Nicolás Acuña

Entrada 2 – 21 de mayo de 1837 


Escribo desde el interior de la misma cueva en la que aparecí esta mañana, lugar que he decidido será mi base de operaciones mientras me acostumbro a este extraño entorno en el que me encuentro. 


Tras una noche en vela, salí de la cueva en cuanto vi los primeros signos de luz matutina. No veía motivos para quedarme más tiempo, ya que ningún rastro quedaba del portal por el que había entrado, y repetir las mismas palabras no parecía tener ningún efecto. 


La vista con la que me encontré dejaría en vergüenza cualquier descripción que intentara darle, pero lo que sí era cierto es que estaba lejos de ser el lugar sombrío descrito en los escritos dejados atrás por mi tío. 


Frente a mí se abría un valle, circundado en todas direcciones por montañas tan enormes que me era imposible ver las cumbres de muchas de ellas. 

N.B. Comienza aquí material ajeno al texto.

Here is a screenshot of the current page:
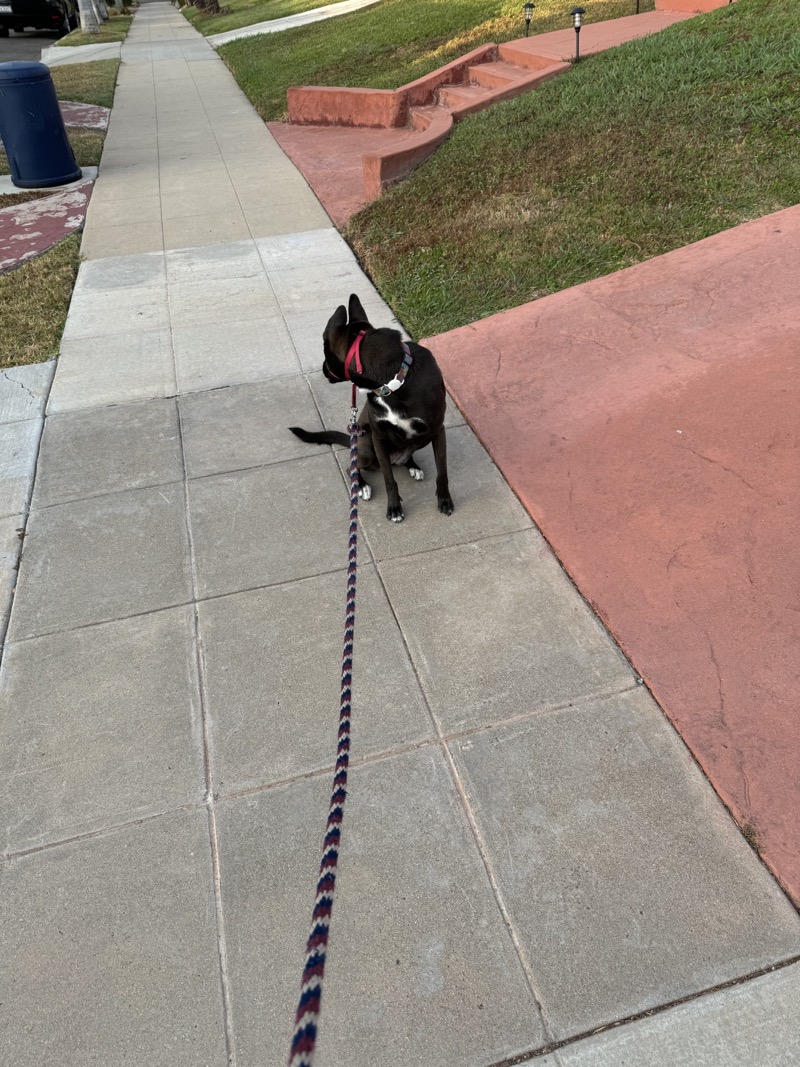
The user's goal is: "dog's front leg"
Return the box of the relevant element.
[432,426,453,515]
[372,433,405,523]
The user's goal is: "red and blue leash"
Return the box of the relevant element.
[289,385,358,1067]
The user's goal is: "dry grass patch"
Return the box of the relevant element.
[0,234,80,368]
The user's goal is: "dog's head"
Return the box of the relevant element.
[322,293,372,382]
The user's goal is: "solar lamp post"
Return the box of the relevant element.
[570,7,586,63]
[523,0,535,37]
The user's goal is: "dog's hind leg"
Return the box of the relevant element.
[433,426,453,515]
[405,456,425,481]
[372,433,405,523]
[358,471,372,500]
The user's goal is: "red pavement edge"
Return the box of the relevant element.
[425,207,800,904]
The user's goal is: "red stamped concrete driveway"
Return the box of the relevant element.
[427,207,800,903]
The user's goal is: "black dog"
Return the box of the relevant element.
[289,293,453,523]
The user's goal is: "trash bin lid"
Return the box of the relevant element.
[0,60,50,85]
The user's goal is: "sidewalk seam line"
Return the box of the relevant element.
[173,377,236,1067]
[375,568,553,1040]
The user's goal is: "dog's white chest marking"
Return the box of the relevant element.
[372,397,428,437]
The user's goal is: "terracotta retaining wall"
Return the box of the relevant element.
[287,45,497,129]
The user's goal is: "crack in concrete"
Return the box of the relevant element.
[703,630,751,822]
[0,368,39,400]
[685,445,767,499]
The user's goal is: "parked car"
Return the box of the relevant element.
[0,0,79,37]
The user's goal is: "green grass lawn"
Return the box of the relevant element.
[50,60,119,108]
[55,9,133,48]
[0,60,119,368]
[0,234,80,369]
[219,0,654,121]
[346,0,800,336]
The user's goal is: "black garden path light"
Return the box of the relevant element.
[523,2,535,37]
[570,7,586,63]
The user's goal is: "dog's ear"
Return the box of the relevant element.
[322,304,348,352]
[350,292,369,325]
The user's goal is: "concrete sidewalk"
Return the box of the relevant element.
[0,0,800,1067]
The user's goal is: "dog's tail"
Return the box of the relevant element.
[289,426,350,445]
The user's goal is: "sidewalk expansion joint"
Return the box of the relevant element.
[178,394,236,1067]
[487,955,800,1067]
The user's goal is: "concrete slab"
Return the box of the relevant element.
[163,208,251,249]
[256,225,356,273]
[380,524,634,733]
[558,964,800,1067]
[0,608,205,853]
[164,240,263,285]
[173,315,300,393]
[47,320,177,415]
[206,0,378,48]
[189,455,350,598]
[63,285,170,340]
[33,400,183,508]
[199,567,435,795]
[180,378,322,478]
[81,216,164,259]
[0,418,42,515]
[9,484,192,640]
[429,208,800,901]
[0,360,55,424]
[219,750,542,1067]
[270,258,370,313]
[0,812,228,1067]
[86,194,161,227]
[0,514,26,652]
[451,688,800,1039]
[42,41,122,67]
[334,426,532,559]
[164,272,278,329]
[75,252,166,302]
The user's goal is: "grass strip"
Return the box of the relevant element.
[346,0,800,336]
[0,234,80,368]
[0,60,119,367]
[50,60,119,108]
[55,10,133,48]
[219,0,654,122]
[55,11,133,48]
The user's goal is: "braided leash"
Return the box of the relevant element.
[289,385,358,1067]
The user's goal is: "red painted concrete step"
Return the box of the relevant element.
[269,7,726,226]
[425,207,800,904]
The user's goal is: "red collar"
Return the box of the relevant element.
[345,330,367,382]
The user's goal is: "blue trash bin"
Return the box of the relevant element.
[0,63,81,189]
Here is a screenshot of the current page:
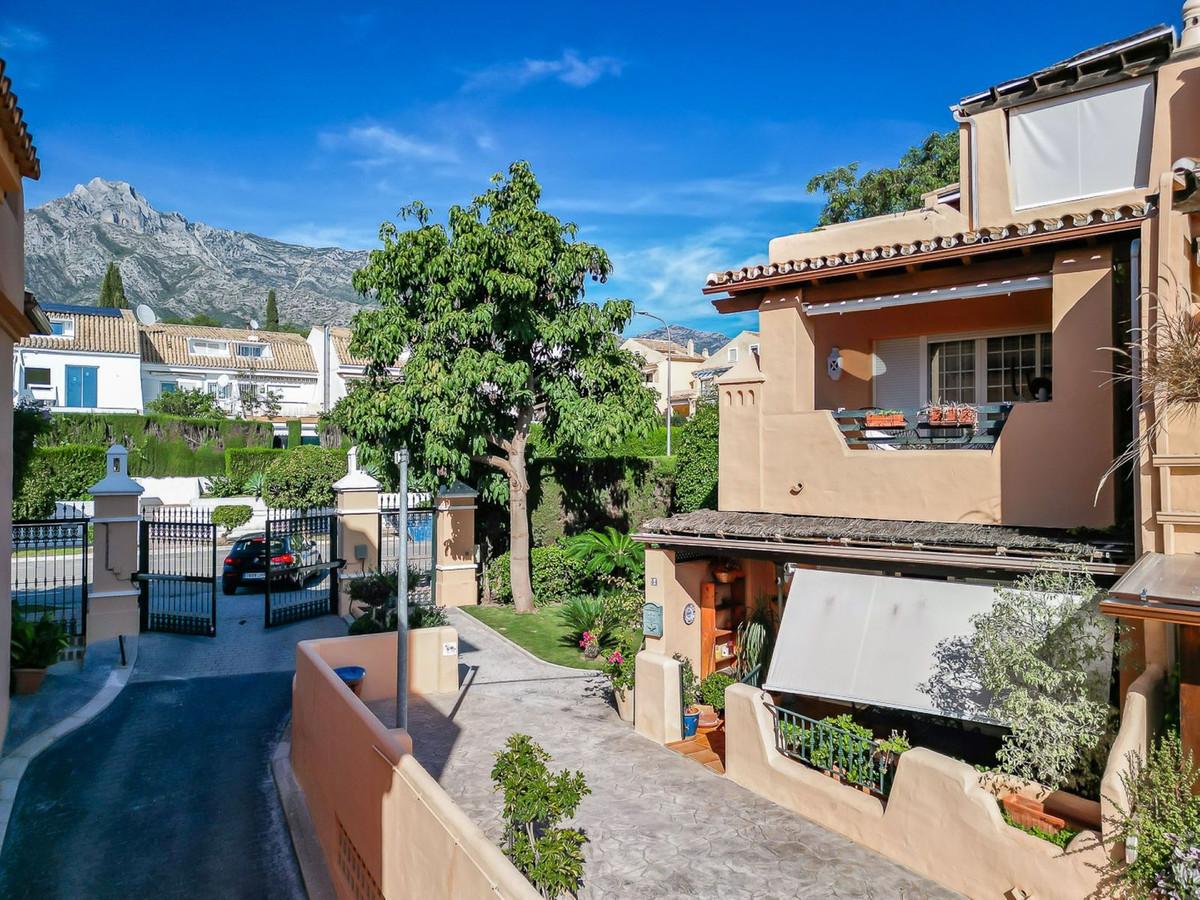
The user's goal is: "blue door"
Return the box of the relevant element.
[66,366,97,409]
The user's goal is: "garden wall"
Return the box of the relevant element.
[292,629,538,900]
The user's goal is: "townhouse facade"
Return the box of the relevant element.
[636,8,1200,895]
[0,59,50,746]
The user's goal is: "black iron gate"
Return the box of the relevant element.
[138,509,217,637]
[379,493,437,604]
[263,509,344,628]
[10,516,90,655]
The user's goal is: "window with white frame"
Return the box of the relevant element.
[24,368,50,388]
[187,337,229,356]
[926,331,1054,403]
[236,343,270,359]
[1008,77,1154,209]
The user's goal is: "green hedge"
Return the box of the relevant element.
[37,413,274,478]
[12,444,106,520]
[529,456,676,547]
[224,446,287,485]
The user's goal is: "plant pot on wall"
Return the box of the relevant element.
[12,668,46,695]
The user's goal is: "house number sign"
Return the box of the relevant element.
[642,604,662,637]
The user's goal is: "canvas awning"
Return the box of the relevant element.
[764,569,996,721]
[803,275,1051,316]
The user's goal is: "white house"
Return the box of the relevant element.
[140,323,320,418]
[12,304,143,413]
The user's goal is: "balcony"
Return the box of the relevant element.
[833,403,1013,450]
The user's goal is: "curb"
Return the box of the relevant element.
[271,724,337,900]
[0,635,138,847]
[446,606,604,678]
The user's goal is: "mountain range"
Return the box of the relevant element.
[25,178,367,325]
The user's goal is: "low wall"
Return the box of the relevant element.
[292,629,538,900]
[720,684,1108,900]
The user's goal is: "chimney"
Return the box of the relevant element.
[1180,0,1200,50]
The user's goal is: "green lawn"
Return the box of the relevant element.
[461,606,604,668]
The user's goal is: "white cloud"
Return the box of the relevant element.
[462,50,624,91]
[319,125,457,166]
[0,25,49,50]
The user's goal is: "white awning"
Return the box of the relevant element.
[803,275,1051,316]
[764,569,996,721]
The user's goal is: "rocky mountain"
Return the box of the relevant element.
[634,323,730,354]
[25,178,367,325]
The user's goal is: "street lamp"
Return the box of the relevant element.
[634,310,674,456]
[392,446,408,731]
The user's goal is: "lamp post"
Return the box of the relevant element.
[394,446,408,731]
[634,310,674,456]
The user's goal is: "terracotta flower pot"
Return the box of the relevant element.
[12,668,46,694]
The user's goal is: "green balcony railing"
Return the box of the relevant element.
[766,703,896,797]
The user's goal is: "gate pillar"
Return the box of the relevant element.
[433,481,479,606]
[334,446,379,616]
[86,444,142,643]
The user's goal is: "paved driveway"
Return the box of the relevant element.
[0,595,346,900]
[377,612,954,900]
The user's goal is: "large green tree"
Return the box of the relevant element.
[263,288,280,331]
[334,162,655,612]
[96,260,130,310]
[808,131,959,226]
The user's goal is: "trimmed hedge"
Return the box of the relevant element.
[37,413,274,478]
[12,444,106,520]
[263,446,347,509]
[224,446,287,485]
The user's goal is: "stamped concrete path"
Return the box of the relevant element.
[376,611,955,900]
[0,594,346,900]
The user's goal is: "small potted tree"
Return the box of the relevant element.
[12,613,70,694]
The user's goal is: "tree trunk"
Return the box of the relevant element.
[509,448,533,612]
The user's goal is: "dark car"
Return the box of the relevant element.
[221,534,322,594]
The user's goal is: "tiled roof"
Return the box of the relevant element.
[0,59,42,179]
[142,324,317,372]
[707,203,1150,289]
[19,304,138,355]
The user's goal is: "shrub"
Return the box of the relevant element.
[12,444,106,520]
[212,503,254,534]
[700,672,736,709]
[146,390,224,419]
[484,552,512,604]
[558,596,607,643]
[674,403,721,512]
[224,446,287,485]
[263,446,346,509]
[537,547,583,604]
[492,734,592,898]
[1116,732,1200,896]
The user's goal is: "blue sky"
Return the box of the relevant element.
[0,0,1182,332]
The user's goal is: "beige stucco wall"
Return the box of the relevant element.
[719,247,1114,528]
[725,684,1108,900]
[292,632,538,900]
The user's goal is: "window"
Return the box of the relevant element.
[238,343,266,359]
[988,332,1051,403]
[187,337,229,356]
[1008,78,1154,209]
[25,368,50,388]
[929,341,976,403]
[66,366,97,409]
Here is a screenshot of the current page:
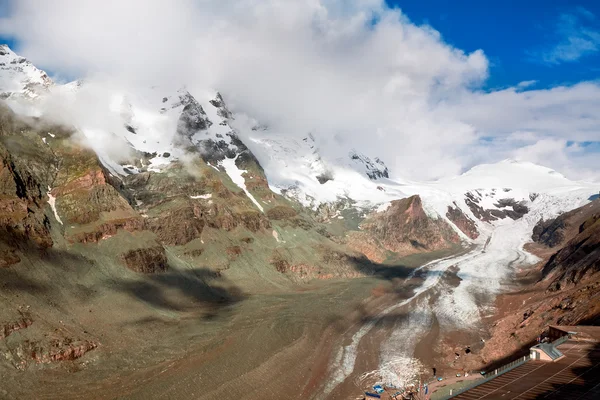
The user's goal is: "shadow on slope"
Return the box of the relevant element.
[112,268,246,318]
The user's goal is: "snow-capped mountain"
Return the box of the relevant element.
[0,44,53,99]
[0,45,597,239]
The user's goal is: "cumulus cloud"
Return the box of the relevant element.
[0,0,600,179]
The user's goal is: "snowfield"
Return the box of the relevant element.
[0,46,599,395]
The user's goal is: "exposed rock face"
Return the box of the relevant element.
[446,203,479,239]
[173,92,212,138]
[147,207,206,246]
[121,246,169,274]
[531,217,566,247]
[465,190,529,222]
[210,93,233,119]
[0,313,33,340]
[0,146,53,250]
[350,151,390,181]
[352,196,460,255]
[267,206,298,220]
[542,211,600,290]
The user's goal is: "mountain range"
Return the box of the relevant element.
[0,45,599,400]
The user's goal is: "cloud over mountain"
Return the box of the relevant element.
[0,0,600,179]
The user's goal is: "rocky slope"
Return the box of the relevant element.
[469,200,600,368]
[348,196,460,263]
[0,46,597,396]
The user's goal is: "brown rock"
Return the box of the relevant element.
[121,246,169,274]
[446,203,479,239]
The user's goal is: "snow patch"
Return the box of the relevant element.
[48,186,63,225]
[219,154,265,212]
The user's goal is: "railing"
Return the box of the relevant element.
[552,335,569,347]
[443,356,530,400]
[444,335,569,400]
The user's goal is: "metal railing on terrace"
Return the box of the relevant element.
[444,335,569,400]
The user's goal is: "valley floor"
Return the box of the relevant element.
[0,225,560,400]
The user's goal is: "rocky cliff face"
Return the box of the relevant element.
[542,206,600,291]
[465,189,529,222]
[349,196,460,262]
[483,200,600,368]
[446,202,479,239]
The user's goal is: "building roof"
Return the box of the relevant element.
[455,340,600,400]
[532,343,564,361]
[550,325,600,342]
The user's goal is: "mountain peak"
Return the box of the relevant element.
[0,44,54,99]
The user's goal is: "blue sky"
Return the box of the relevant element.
[387,0,600,89]
[0,0,600,89]
[0,0,600,180]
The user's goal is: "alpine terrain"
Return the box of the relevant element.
[0,45,600,399]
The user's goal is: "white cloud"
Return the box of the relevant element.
[0,0,600,178]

El valle mismo es vasto, tan grande que ni con mi catalejo pude divisar el otro extremo. Sin embargo, sí pude confirmar la existencia de diversos ríos sinuosos descendiendo de las montañas, perdiéndose entre una densa jungla que parece cubrir todo el centro del valle. Uno de esos ríos surgía de la misma roca, no muy lejos de la cueva. 


Todo el sistema funciona como un embudo natural: comienza en las áridas montañas, atraviesa explanadas de pasto —tan amplias que en algunos sectores podrían albergar una ciudad— y termina en el corazón del valle, donde una maraña de ríos se oculta en la espesura tropical. 


Pero más allá de todo eso, lo que más llamó mi atención fue algo inesperado. A unos ochocientos metros de donde me encontraba, siguiendo el curso del río ya mencionado, divisé lo que parecía ser un trozo de tela atado a la rama de un árbol, justo en el borde más cercano de esa gigantesca jungla húmeda. 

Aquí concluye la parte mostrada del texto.